Pilkada Sabu Raijua Diulang, Ini Sosok Dibalik Kekalahan Bupati Terpilih di MK
loading...
A
A
A
TANGERANG - Mahkamah Konstitusi (MK) membatalkan hasil Pilkada Sabu Raijua, Nusa Tenggara Timur (NTT) yang dimenangkan pasangan nomor urut 2 Orient Patriot Riwu Kore dan Thobias Uly Orient Patriot Riwu Kore.

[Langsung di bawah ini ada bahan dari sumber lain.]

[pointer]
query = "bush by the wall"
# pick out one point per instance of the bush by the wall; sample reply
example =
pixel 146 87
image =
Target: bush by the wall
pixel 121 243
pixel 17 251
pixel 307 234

Pasalnya, Orient terbukti masih merupakan warga negara (WN) Amerika Serikat (AS).
Dengan demikian, keputusan KPU soal Pilkada Sabu Raijua bernomor : 342/HK.03.1-Kpt.53/20/KPU-Kab/XII/2020 tentang penetapan rekapitulasi hasil penghitungan suara pemilihan umum bupati dan wakil bupati Sabu Raijua 2020 tanggal 6 Desember 2020 dinyatakan batal. Gugatan MK itu salah satunya diajukan oleh Adhitya Nasution, kuasa hukum pemohon yang merupakan pasangan calon nomor urut 01, Nikodemus N Rihi Heke-Yohanis Uly Kale. Adhitya disebut sebagai sosok penting hingga mampu membeberkan fakta-fakta soal Pilkada Sabu Raijua.
Saat diwawancarai, Adhitya pun mengungkap awal keterlibatannya sebagai kuasa hukum Nikodemus N Rihi Heke-Yohanis Uly Kale. Meski sempat menolak pada awalnya, namun dia berubah pikiran setelah mengamati ada hal menarik dalam kasus tersebut. "Waktu itu awalnya saya menolak karena sudah lewat batas waktu, karena seingat saya, rekan saya menghubungi saya setelah beberapa kasus di MK sudah diputusan sela. Setelah saya pelajari, kasusnya ternyata menarik untuk didalami. Dengan dasar itu kemudian saya putuskan untuk menerima kasus Pilkada Sabu Raijua dan membela kepentingan hukum Paslon 01 yaitu Nikodemus dan Johanis," katanya, Rabu (21/4/2021).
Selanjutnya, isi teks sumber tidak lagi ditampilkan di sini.